I asked a couple of local cattle farmers how they feel about their animals’ methane output.
Kezialain Farm in the Town of Minisink is one of the oldest farms in Orange County. It’s been in the Lain family since 1775. Over most of those nearly 250 years, generations of Lains supported themselves and fed multitudes of others by raising and milking dairy cows. When the dairy business in Orange County took a dive in the late 20th century (from which it has not recovered), the Lains, not wanting to see a crop of houses on their beloved land, shifted their agricultural strategy. Today, M.A. Lain and his son, Milton, raise 100% grass-fed, certified organic beef cattle on the farm’s gently rolling hills. The Lains clearly care for their animals. They practice rotational grazing, moving the cows to different pasture almost every day. “It’s better for the land than the constant cropping we were doing in the old days,” said Lain. Judging from their contented and unhurried looks, the animals agree. M.A. doesn’t dispute the dangers caused by methane buildup in the atmosphere but feels his animals constitute just a tiny part of that problem and more than make up for it with their positive attributes. “They keep the land healthy and productive and provide essential food for humans,” he said. Lain is open to the possibility of using a methane reducing feed additive in the future, but only if its efficacy is clearly established and there are no adverse effects.

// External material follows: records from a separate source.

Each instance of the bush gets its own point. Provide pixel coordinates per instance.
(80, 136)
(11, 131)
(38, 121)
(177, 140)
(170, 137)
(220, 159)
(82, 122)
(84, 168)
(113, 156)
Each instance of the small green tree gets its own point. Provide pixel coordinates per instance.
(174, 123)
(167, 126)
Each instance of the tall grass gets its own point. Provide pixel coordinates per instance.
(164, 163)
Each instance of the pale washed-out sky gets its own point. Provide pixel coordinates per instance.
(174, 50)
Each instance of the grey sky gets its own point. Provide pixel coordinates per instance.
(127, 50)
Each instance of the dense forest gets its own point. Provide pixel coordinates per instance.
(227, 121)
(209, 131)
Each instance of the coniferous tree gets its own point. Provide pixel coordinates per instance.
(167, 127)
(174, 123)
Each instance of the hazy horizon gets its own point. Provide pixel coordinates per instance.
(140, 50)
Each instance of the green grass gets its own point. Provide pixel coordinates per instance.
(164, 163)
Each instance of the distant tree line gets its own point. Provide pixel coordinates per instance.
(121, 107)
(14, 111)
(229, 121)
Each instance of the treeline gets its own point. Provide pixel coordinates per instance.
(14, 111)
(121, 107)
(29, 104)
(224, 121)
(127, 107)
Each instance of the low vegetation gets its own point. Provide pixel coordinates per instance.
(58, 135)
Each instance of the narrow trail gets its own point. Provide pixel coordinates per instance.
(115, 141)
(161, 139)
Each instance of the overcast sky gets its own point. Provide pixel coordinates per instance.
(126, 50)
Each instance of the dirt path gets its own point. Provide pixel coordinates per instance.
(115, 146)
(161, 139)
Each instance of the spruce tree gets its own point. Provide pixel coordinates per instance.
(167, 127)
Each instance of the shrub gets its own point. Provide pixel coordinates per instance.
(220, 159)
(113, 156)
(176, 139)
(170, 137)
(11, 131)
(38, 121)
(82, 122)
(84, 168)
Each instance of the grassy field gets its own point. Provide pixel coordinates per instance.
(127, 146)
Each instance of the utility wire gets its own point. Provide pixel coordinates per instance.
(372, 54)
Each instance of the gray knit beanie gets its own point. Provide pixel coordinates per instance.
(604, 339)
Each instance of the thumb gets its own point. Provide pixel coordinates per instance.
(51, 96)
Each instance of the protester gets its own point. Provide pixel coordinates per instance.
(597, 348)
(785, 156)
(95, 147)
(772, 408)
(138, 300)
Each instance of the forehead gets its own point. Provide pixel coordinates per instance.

Will Brown of Lowland Farm in the Town of Warwick grazes 250 cattle on his 1,000 acres of grassland. Like Lain, he sees the issue of methane output from livestock operations and other sources as multi-faceted, a lot more gray than black-and-white. After all, well-managed pastureland has one great, redeeming attribute — it holds carbon in the soil and this carbon supports the gazillions of microbes and other organisms that keep soil healthy and fertile.
Brown is not opposed to using a methane reducing feed additive, he says, if it’s proven effective. “But right now,” he adds, “there’s no easy way to administer a measured daily dose to free range animals who make their own choices about when, where and what to eat.”
Brown assumes human ingenuity will solve this problem. But, he cautions, “it may take time.”
Everything in moderation
If we care about the planet we live on remaining broadly habitable for 8 to 10 billion of us, it’s getting harder to be a heavy meat eater, or, for that matter, serious consumer of other animal products like milk and cheese. Raising livestock uses an enormous amount of land — some for free-range cattle but much more to grow grains for the overwhelming majority of animals that are packed into feedlots. In the U.S. at least 80% of our farmland grows commodity crops like corn and soybeans which are fed to domestic livestock. These grains are not part of a grazing animal’s natural diet.
If we cut back on — and I don’t mean cut out — our consumption of meat and cheese and ate more fruit and veggies we would take pressure off our finite land resource and send less methane into the sky. We might be healthier, too.
I’ve been a meat eater all my life. That probably won’t change, though I am trying to cut back – to, say, no more than 2 or 3 ounces of meat per day. And I’ll go for locally pasture-raised whenever I can.
After writing this story, more than ever I’d like to have beef cows at our organic vegetable farm, where we have unused pasture that’s getting overgrown and some idle cropland too. I’m always on the lookout for someone to bring grazing animals here. Notwithstanding the inevitable burping, raising livestock on grassland is an age-old, ecologically sound way to convert the sun’s energy into food for us. It’s good for the land, too.